Maar aan degenen die zeggen dat aan
dit werk de eenvoud, de rust en tact en een zekere diepgang van de gehele
wereldbeschouwing. (Deze opmerking van de Heer slaat op een beoordeling die in
deze zin door een geleerde werd gegeven.) ontbreekt om het als gegeven uit
hoger sferen te zien, zij kort en goed gezegd: zij zouden van te voren hun hart
precies moeten onderzoeken of aan hen misschien niet juist datgene ontbreekt
wat zij in het woord missen. Overigens hebben zij hier een beoordeling
gegeven, zodat zij als Europese geleerden toch ook nog wat te berde gebracht
hebben, zonder volledig in het werk te zijn doorgedrongen; want daar komt toch
klaarblijkelijk meer bij kijken dan een eenmalig vluchtig doorlezen van
nauwelijks één deel van dit werk.
Wat verstaan zulke lezers dan onder
eenvoud? Ik ben de mening toegedaan, dat een geschrift dat zo geschreven is,
dat zelfs kinderen, als ze slechts enige vaardigheid in het lezen hebben en in
staat zijn aan iets meer dan aan het abc en de tafel van één te denken het heel
goed zouden kunnen begrijpen, toch met recht geen gebrek moet hebben aan een
zekere eenvoud, ondanks de voor het beperkte menselijke inzicht heel
noodzakelijke mysterieuze volheid en diepte waarmee het is geschreven.
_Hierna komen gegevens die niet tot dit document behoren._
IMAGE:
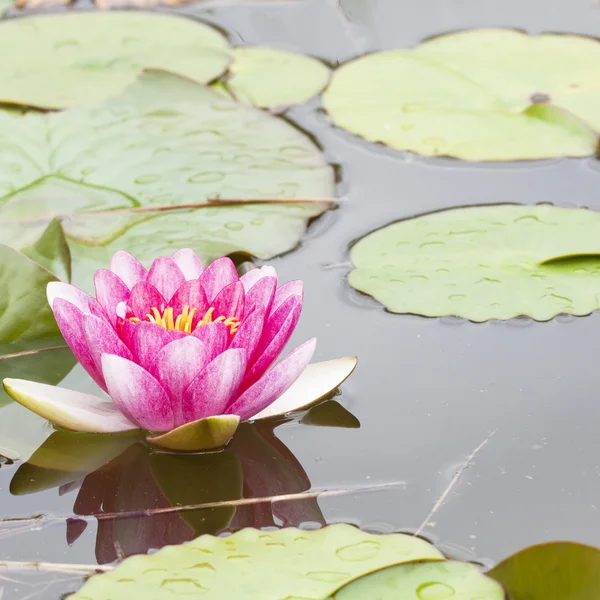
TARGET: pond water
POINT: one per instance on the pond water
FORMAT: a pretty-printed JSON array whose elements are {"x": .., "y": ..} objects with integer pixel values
[{"x": 427, "y": 392}]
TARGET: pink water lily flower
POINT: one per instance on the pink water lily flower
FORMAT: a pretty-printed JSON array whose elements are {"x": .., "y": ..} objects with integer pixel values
[{"x": 182, "y": 350}]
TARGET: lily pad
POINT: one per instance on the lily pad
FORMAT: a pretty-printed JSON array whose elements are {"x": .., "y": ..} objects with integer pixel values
[
  {"x": 552, "y": 571},
  {"x": 425, "y": 580},
  {"x": 257, "y": 77},
  {"x": 257, "y": 564},
  {"x": 59, "y": 61},
  {"x": 484, "y": 94},
  {"x": 134, "y": 168},
  {"x": 486, "y": 262}
]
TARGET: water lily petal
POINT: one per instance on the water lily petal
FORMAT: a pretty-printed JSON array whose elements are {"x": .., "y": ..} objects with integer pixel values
[
  {"x": 206, "y": 434},
  {"x": 127, "y": 268},
  {"x": 110, "y": 291},
  {"x": 101, "y": 339},
  {"x": 68, "y": 292},
  {"x": 274, "y": 383},
  {"x": 147, "y": 340},
  {"x": 316, "y": 382},
  {"x": 261, "y": 294},
  {"x": 249, "y": 334},
  {"x": 137, "y": 394},
  {"x": 217, "y": 275},
  {"x": 250, "y": 278},
  {"x": 229, "y": 302},
  {"x": 165, "y": 276},
  {"x": 143, "y": 298},
  {"x": 276, "y": 334},
  {"x": 291, "y": 288},
  {"x": 190, "y": 264},
  {"x": 175, "y": 366},
  {"x": 215, "y": 337},
  {"x": 67, "y": 408},
  {"x": 70, "y": 322},
  {"x": 190, "y": 294},
  {"x": 212, "y": 389}
]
De
eenvoud van een geschrift wordt echter nooit bepaald door beeldspraak en taal,
maar enkel en alleen door het gemakkelijke begrip van een toch zo eenvoudig
hart en door het moeiteloos de weg vinden in zo'n geschrift; maar al het
overige - zoals: een oude onbeholpen taal en vele duizenden jaren oude
gelijkenissen - is net zo min eenvoudig als het wereldse verstand van de
wereldse wijzen. Maar wat over de vereiste rust, het beleid en de vereiste
diepgang van de gehele wereldbeschouwing opgemerkt is, is allemaal in het voor
ons liggende werk des te meer voorhanden naarmate het kritische wereldse
verstand dat meent te missen; want dat wat rust geeft aan het hart, moet toch
zelf rust in overvloed hebben. Aan het verstand kan het weliswaar geen rust
geven, omdat dat niet in staat is om rust op te nemen en vandaar in een
geschrift evenmin enige rust kan vinden als een rivier, zolang die nog niet de
diepste diepte van de zee bereikt heeft. Als het verstand van de wereldse wijzen
zich echter verdeemoedigt en van zijn vermeende hoogte tot in het zo eenvoudige
levenskamertje in zijn hart zou kunnen afdalen, zou hij vanuit deze rust ook in
het voor ons liggende boek de gemiste rust en een grote omzichtigheid, juist
in deze rust, vinden. Maar zolang het verstand als een weerhaan op de
torenspits van wereldse wijsheid voortdurend door allerlei winden van twijfel
naar alle richtingen heen en weer gedraaid wordt, kan het waarschijnlijk
nergens de rust vinden die het vanuit zichzelf niet heeft en ook niet de aangeleerde
omzichtigheid die het op zijn winderige hoogte geniet.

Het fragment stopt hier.